Recently, a growing number of articles in the media have noted U.S. corporations announcing that they intend to move their headquarters overseas.  This practice is known as a corporate inversion, which occurs when a U.S. corporation that is currently the ultimate owner of its worldwide operations takes steps to become a wholly owned subsidiary of a foreign corporation.

The Bureau of Economic Analysis (BEA) has published a BEA Briefing in the Survey of Current Business that discusses how corporate inversions can affect major aggregates in the international and national economic accounts, including an estimate of the size of the impact of inversions on related BEA statistics.
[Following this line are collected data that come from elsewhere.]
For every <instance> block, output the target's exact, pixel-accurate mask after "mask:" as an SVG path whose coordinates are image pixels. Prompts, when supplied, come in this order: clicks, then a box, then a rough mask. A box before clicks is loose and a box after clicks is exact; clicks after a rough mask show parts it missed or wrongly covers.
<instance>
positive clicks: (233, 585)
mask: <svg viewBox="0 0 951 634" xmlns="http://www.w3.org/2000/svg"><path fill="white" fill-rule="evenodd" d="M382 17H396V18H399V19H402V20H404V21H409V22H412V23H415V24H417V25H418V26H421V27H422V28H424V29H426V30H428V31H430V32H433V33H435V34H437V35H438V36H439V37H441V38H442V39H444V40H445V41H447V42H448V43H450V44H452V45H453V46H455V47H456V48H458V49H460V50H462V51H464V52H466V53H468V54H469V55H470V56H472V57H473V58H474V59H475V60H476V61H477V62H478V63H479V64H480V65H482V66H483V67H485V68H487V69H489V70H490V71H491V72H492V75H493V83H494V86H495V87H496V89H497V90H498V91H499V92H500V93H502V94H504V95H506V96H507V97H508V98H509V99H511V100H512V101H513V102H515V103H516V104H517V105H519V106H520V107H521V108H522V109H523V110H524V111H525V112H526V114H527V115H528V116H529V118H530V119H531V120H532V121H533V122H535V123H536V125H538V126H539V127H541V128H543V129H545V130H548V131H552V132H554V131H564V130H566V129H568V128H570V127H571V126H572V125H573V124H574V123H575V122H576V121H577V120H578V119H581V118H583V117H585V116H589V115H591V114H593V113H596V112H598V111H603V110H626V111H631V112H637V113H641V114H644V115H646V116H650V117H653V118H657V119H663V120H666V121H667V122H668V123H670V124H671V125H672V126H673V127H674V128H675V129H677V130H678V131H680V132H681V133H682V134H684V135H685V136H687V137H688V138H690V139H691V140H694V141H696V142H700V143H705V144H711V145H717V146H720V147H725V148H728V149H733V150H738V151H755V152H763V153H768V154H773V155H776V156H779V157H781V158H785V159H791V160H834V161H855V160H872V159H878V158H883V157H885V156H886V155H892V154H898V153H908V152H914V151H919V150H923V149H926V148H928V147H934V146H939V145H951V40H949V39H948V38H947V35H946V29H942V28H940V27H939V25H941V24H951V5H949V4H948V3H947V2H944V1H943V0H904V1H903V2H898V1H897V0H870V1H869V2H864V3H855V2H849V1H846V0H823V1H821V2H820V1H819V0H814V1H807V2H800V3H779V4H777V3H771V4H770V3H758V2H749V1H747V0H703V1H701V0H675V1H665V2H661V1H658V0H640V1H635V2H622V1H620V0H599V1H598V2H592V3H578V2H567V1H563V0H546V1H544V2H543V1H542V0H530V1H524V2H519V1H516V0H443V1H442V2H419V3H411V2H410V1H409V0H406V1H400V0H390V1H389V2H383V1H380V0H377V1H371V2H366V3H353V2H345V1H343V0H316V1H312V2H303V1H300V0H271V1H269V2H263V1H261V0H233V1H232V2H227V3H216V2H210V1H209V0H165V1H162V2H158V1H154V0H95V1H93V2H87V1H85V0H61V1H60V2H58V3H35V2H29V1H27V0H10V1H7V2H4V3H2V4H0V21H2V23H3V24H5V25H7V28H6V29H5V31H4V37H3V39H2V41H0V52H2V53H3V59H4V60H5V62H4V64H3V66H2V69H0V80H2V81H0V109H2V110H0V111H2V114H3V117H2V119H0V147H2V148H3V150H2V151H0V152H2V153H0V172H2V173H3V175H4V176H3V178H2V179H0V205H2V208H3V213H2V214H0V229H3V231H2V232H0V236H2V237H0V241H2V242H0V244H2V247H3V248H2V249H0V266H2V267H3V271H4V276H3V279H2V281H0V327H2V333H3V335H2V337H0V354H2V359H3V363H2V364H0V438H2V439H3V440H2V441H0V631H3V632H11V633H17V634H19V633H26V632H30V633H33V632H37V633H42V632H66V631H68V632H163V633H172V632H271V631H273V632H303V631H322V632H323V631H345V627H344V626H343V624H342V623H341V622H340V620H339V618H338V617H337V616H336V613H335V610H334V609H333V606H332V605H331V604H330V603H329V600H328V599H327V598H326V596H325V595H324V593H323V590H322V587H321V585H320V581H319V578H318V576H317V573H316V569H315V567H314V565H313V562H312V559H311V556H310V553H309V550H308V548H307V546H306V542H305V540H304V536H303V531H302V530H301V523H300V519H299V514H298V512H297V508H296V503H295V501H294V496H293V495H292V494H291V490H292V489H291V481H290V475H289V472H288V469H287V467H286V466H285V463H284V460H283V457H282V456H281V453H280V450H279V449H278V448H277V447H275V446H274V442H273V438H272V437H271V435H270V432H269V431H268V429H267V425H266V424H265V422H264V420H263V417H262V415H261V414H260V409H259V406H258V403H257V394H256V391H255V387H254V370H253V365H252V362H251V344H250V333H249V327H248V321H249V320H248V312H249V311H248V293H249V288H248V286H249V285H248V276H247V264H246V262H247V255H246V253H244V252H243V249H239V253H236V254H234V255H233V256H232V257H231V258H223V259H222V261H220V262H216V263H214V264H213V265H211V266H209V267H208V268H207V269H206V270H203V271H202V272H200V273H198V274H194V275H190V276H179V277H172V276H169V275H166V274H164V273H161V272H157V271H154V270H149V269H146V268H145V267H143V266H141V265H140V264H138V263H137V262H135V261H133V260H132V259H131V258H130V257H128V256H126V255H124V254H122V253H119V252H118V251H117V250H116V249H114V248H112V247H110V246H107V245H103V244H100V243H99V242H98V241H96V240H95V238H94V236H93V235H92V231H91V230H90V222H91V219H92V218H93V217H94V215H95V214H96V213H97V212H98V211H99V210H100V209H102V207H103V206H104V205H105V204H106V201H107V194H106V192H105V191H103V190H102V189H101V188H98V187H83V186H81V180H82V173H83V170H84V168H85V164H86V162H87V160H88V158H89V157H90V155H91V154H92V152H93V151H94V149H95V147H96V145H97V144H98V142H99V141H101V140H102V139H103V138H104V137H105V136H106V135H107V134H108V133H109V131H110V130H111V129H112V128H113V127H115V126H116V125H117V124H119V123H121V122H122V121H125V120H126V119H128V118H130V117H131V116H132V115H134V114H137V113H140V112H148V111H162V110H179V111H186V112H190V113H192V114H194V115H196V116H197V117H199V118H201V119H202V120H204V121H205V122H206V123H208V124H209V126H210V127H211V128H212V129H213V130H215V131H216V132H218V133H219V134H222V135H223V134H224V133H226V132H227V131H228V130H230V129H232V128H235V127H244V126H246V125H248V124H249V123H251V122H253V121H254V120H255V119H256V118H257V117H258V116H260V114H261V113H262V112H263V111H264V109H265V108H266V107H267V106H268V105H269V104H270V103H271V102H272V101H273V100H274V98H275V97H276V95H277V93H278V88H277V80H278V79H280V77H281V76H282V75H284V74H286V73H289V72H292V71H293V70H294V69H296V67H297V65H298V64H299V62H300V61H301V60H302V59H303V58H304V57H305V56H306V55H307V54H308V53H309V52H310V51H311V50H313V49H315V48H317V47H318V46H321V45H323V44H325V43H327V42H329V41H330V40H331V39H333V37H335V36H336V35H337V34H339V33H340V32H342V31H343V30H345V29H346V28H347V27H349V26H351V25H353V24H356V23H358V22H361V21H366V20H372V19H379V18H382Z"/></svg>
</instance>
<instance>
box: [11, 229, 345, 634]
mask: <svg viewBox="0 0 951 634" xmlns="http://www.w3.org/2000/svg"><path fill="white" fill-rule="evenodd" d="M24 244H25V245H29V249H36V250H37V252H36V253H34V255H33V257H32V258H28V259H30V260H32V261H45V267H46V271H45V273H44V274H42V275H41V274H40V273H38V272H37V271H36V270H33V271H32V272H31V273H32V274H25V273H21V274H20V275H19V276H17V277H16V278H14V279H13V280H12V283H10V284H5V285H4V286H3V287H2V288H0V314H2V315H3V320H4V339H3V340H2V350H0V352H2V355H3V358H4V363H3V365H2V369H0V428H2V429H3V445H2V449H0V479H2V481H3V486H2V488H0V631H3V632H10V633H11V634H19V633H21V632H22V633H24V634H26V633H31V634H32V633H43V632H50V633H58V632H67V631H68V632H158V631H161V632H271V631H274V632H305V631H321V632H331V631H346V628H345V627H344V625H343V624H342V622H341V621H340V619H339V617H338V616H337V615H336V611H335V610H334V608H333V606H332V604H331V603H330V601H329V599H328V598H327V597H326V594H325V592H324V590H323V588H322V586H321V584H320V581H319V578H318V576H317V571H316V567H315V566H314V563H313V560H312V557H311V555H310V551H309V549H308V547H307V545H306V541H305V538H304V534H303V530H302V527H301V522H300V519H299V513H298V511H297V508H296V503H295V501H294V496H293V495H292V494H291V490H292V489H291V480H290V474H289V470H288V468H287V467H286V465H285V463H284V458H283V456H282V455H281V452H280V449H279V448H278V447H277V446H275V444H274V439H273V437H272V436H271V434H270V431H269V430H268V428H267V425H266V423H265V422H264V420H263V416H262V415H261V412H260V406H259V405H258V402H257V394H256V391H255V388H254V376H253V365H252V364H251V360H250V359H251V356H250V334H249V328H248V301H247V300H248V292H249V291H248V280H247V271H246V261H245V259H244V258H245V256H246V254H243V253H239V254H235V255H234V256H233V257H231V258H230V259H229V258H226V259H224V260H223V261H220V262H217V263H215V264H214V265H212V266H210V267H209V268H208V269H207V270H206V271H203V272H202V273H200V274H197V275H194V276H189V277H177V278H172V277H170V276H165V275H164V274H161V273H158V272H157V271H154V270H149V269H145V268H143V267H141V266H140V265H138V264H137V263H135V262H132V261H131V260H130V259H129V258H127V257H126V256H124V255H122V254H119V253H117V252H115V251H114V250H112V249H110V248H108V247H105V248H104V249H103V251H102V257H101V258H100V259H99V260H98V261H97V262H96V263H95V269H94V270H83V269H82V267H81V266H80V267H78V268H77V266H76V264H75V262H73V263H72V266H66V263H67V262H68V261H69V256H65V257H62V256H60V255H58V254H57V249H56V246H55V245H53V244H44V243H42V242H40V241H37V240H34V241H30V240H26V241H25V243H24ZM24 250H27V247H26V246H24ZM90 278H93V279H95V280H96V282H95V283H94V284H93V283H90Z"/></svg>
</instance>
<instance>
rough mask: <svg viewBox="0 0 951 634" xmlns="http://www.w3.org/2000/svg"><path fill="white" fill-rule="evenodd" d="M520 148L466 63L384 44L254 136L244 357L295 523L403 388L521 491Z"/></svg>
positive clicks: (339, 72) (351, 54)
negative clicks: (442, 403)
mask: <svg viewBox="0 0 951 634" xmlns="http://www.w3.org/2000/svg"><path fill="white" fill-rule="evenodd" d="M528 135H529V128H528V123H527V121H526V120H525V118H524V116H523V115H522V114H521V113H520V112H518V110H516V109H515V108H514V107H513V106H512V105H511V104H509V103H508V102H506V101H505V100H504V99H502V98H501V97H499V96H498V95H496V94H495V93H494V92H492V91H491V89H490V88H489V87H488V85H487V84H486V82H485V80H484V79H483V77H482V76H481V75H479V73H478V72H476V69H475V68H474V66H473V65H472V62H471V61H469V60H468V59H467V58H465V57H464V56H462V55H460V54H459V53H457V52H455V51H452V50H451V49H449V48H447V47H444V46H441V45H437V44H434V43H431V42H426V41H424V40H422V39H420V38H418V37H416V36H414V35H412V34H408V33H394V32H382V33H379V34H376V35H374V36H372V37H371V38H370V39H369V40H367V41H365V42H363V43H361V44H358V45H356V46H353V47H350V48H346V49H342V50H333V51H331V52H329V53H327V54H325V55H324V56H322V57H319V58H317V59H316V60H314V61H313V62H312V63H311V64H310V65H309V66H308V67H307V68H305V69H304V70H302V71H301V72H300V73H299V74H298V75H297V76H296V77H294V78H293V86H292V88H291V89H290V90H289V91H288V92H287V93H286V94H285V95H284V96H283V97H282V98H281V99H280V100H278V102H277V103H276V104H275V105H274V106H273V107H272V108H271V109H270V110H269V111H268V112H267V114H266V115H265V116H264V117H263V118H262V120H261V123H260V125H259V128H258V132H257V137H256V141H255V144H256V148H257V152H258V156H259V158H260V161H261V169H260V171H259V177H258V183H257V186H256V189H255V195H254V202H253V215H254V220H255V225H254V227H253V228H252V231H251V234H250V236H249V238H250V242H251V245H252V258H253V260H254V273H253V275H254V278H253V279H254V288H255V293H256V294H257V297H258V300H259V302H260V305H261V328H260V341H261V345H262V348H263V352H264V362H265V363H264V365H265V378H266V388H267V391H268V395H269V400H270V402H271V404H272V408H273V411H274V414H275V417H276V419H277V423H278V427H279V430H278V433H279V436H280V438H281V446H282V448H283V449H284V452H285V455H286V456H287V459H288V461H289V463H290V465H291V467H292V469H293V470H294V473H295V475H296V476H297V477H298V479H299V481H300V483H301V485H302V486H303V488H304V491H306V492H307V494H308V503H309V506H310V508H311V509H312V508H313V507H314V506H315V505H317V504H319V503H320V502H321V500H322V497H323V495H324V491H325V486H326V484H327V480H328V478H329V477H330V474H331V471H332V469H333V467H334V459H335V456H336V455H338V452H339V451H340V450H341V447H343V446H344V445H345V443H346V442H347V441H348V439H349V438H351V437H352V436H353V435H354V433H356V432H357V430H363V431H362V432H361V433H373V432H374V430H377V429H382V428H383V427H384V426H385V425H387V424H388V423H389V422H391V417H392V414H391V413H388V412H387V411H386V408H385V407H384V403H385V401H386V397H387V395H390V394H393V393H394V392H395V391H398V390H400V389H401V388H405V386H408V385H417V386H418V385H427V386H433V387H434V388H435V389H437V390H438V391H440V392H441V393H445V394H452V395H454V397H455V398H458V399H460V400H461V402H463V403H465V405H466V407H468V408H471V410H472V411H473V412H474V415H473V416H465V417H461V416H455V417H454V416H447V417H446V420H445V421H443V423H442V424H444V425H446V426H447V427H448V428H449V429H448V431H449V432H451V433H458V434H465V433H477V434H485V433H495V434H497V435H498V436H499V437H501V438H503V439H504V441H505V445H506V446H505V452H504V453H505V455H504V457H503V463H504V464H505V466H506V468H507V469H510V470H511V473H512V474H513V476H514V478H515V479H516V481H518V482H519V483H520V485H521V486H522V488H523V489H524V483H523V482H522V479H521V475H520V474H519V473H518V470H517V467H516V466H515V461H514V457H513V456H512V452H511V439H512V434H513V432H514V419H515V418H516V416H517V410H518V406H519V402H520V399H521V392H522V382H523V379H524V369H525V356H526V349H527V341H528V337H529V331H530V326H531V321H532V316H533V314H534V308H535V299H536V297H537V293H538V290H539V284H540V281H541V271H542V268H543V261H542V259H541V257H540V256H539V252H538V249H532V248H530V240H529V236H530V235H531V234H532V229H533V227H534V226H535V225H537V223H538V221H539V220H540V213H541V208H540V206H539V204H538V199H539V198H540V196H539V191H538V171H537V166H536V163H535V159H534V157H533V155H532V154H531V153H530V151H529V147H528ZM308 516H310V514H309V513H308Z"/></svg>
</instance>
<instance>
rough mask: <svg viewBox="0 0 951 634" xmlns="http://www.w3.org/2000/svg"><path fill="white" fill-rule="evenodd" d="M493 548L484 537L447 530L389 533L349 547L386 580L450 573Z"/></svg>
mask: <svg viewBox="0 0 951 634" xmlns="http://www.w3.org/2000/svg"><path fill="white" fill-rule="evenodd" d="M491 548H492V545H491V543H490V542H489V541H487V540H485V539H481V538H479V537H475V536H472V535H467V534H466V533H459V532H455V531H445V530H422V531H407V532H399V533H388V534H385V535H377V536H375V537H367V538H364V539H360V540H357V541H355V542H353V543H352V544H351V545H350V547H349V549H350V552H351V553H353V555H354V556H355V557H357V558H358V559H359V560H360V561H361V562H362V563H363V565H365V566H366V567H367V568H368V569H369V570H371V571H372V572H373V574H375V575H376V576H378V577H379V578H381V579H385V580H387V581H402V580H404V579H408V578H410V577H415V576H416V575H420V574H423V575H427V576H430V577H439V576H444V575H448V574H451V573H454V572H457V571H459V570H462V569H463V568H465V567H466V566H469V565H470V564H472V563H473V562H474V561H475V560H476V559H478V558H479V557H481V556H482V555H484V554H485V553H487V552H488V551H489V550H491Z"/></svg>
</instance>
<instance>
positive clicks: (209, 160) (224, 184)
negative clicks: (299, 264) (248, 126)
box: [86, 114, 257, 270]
Below are some highlights from the Briefing. For the full analysis and to view the impact of inversions on activities of multinational enterprises (AMNE) statistics see the BEA Briefing.

International Statistics

  • The foreign direct investment position in the United States—which comprises the direct investors’ equity in, and net outstanding loans to, their U.S. affiliates—generally increases after an inversion because the inverting U.S. corporation becomes an asset of a foreign investor.
  • The measures of multinational enterprise activities—which include data items such as employment, capital expenditures, value added, and research and development (R&D) expenditures—also generally increase as a result of inversions.
  • Corporate inversions may also affect BEA’s U.S. direct investment abroad, or outward direct investment, statistics if the U.S. multinational enterprise transfers the ownership of some or all of its foreign affiliates to its new foreign owner.

National Statistics

  • Corporate inversions would generally reduce gross national income, that is, income resulting from the current production of goods and services by U.S.-owned labor and capital.
  • Corporate profits, the portion of the total gross national income earned from current production that is accounted for by U.S. corporations, would also generally be reduced by inversions.

Gross domestic income, which is income resulting from the current production of goods and services in the domestic economy, would not be affected by inversions.